FRANKLIN, Tenn.–(BUSINESS WIRE)–BioMimetic Therapeutics, Inc. (NASDAQ: BMTI – News) announced today that on April 3, 2009, the Company entered into a definitive purchase agreement with InterWest Partners X, LP, an affiliate of InterWest Partners, one of the Company’s existing stockholders, for the private placement of 941,177 shares of its common stock at a price of $8.50 per share. The purchase price represents a significant premium to the market price ($7.45 per share) of the Common Stock on the date of execution of the purchase agreement. The transaction is expected to raise approximately $8.0 million in gross proceeds. The closing of the financing is expected to occur as soon as practicable, subject to the satisfaction of customary closing conditions. The Company intends to use the proceeds of the financing for general corporate purposes, including working capital.

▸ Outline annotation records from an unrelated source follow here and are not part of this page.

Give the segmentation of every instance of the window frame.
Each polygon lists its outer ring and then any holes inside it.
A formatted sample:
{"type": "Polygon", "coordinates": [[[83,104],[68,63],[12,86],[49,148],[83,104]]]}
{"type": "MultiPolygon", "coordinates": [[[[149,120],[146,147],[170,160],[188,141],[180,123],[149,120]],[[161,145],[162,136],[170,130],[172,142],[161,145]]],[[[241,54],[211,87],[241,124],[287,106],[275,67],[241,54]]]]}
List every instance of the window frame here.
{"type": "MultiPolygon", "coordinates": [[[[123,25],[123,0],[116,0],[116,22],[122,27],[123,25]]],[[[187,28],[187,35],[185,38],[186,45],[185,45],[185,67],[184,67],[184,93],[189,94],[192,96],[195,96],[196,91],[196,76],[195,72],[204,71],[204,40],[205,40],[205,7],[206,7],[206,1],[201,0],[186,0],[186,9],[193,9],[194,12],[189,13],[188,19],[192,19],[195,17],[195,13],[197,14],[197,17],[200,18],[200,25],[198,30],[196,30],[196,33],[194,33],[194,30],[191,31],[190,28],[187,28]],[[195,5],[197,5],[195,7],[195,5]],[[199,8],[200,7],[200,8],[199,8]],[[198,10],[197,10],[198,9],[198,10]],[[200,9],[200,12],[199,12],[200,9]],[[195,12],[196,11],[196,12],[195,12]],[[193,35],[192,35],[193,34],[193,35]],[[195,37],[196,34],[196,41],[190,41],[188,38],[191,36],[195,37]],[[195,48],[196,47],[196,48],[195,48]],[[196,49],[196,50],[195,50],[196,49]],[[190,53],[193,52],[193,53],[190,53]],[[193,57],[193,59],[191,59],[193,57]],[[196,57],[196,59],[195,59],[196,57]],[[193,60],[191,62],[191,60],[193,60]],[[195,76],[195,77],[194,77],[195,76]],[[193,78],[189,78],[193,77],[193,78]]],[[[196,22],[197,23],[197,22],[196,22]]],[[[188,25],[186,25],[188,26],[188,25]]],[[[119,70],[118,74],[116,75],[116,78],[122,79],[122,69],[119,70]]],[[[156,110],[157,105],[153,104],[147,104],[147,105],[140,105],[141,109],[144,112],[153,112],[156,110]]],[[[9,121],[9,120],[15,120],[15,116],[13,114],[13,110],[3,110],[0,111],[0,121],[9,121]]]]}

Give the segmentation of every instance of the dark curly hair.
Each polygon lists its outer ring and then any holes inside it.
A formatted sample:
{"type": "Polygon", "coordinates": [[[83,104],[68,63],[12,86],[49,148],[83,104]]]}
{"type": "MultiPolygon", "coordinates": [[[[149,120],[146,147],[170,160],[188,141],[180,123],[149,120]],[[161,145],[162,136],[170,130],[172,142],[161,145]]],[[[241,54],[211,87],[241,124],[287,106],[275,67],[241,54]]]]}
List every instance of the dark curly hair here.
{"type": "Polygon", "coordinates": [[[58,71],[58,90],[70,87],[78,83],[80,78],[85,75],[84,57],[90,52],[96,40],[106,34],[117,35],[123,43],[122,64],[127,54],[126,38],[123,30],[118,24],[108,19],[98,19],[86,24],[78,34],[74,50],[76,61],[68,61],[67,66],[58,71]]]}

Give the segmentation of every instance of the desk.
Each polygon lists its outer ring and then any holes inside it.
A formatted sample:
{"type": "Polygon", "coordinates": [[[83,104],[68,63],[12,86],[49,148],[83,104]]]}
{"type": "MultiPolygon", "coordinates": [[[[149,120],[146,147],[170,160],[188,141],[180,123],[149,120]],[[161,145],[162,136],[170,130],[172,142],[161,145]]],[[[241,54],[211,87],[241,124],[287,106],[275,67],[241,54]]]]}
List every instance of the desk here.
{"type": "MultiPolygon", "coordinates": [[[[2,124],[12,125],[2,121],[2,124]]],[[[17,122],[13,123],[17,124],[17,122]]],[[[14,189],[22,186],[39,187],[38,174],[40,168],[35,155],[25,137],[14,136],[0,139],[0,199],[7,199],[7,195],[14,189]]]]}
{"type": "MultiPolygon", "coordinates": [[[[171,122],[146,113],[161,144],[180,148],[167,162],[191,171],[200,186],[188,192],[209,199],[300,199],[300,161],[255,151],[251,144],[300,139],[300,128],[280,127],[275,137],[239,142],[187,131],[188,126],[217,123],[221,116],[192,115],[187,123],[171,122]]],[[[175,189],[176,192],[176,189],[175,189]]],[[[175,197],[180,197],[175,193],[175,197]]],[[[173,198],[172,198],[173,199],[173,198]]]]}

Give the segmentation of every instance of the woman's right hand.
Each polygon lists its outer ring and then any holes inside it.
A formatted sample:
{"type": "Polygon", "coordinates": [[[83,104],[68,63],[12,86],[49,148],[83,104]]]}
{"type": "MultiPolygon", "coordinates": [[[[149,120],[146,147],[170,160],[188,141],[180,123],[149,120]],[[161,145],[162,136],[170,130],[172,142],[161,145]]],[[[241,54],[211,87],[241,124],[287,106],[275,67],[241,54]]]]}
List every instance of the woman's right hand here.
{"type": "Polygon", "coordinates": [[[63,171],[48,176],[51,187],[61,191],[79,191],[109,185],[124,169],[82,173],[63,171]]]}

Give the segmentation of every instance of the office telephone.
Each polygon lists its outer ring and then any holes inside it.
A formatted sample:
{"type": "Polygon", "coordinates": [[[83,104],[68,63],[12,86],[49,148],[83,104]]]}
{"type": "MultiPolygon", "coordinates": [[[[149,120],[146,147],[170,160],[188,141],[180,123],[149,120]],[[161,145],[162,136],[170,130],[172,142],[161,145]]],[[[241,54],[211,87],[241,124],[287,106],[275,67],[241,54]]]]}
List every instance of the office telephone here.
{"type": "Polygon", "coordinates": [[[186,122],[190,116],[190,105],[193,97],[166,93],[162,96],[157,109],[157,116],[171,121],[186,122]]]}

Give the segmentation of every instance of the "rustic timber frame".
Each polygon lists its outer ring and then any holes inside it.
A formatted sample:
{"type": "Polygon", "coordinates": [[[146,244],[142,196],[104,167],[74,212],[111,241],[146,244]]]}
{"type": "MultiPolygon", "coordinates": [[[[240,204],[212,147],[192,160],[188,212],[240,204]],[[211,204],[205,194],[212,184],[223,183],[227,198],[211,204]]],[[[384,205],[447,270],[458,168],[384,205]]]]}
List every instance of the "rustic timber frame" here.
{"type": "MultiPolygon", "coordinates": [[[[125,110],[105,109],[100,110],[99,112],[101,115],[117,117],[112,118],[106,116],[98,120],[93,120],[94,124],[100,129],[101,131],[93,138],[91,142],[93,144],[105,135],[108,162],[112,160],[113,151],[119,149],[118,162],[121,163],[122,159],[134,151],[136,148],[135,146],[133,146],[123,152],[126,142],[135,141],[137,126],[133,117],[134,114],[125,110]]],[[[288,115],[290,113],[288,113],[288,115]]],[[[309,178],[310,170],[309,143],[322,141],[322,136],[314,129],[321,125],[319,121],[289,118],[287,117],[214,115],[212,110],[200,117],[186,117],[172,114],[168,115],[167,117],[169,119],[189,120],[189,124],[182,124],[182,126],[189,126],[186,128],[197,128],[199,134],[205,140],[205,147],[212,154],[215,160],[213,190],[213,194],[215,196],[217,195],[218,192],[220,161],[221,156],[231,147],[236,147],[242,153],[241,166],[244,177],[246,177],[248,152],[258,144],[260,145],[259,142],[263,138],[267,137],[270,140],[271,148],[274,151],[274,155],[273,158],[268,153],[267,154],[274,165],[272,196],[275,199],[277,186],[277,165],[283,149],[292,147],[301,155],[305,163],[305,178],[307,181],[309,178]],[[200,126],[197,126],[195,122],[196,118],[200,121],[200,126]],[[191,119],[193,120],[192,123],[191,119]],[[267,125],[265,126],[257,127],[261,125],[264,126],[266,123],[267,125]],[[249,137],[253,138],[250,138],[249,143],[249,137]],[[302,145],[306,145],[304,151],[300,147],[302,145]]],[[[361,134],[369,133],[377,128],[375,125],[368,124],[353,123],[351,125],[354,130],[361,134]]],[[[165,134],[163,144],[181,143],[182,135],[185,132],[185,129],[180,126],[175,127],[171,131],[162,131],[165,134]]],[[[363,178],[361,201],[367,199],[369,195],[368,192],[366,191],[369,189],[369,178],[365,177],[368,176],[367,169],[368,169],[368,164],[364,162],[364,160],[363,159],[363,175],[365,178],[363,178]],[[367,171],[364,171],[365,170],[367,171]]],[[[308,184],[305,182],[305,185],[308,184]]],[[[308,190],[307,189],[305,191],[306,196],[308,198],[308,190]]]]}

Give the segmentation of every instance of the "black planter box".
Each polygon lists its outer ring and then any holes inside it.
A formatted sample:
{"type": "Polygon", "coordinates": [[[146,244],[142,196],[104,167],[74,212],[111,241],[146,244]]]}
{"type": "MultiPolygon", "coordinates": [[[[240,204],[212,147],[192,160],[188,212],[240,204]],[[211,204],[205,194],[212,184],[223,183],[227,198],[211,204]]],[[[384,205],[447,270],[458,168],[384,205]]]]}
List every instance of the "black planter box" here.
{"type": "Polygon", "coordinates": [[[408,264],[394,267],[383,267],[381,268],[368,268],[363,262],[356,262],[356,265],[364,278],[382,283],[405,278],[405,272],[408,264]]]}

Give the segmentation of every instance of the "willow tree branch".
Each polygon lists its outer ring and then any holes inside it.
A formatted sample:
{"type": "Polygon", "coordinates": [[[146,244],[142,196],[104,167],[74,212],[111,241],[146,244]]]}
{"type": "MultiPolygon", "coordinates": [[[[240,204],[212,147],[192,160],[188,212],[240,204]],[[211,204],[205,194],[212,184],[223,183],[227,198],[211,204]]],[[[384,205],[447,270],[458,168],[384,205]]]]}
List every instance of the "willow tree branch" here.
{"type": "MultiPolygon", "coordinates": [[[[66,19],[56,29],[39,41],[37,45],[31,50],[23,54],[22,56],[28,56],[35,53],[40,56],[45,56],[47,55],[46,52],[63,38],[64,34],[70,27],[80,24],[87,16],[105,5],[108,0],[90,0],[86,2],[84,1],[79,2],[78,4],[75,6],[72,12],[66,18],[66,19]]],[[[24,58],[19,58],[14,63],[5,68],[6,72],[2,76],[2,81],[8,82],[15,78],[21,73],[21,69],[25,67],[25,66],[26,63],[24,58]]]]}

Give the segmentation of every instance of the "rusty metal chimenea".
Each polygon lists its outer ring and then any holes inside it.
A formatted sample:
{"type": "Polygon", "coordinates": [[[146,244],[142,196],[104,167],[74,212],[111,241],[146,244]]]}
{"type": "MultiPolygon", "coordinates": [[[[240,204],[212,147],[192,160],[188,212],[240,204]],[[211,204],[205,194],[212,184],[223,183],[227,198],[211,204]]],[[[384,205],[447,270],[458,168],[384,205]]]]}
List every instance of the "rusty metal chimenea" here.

The shares offered to InterWest Partners have not been registered under the Securities Act of 1933, as amended (the “Act”), or under the securities laws of any state, and may not be offered or sold in the United States absent registration, or an applicable exemption from registration, under the Act and applicable state securities laws. InterWest Partners is an accredited investor. The Company agreed to file a registration statement with the Securities and Exchange Commission (“SEC”) covering the resale of the shares issued in the private placement and certain other shares of common stock currently held by InterWest Partners.
In addition, the Company’s Board of Directors has approved a rights offering of up to $17 million to be made, on a pro rata basis, to the Company’s existing stockholders of record as of April 21, 2009, also at a price of $8.50 per share. The Company intends to proceed with the rights offering once a registration statement relating to the rights offering has been filed with, and declared effective by, the SEC, which we anticipate will occur shortly.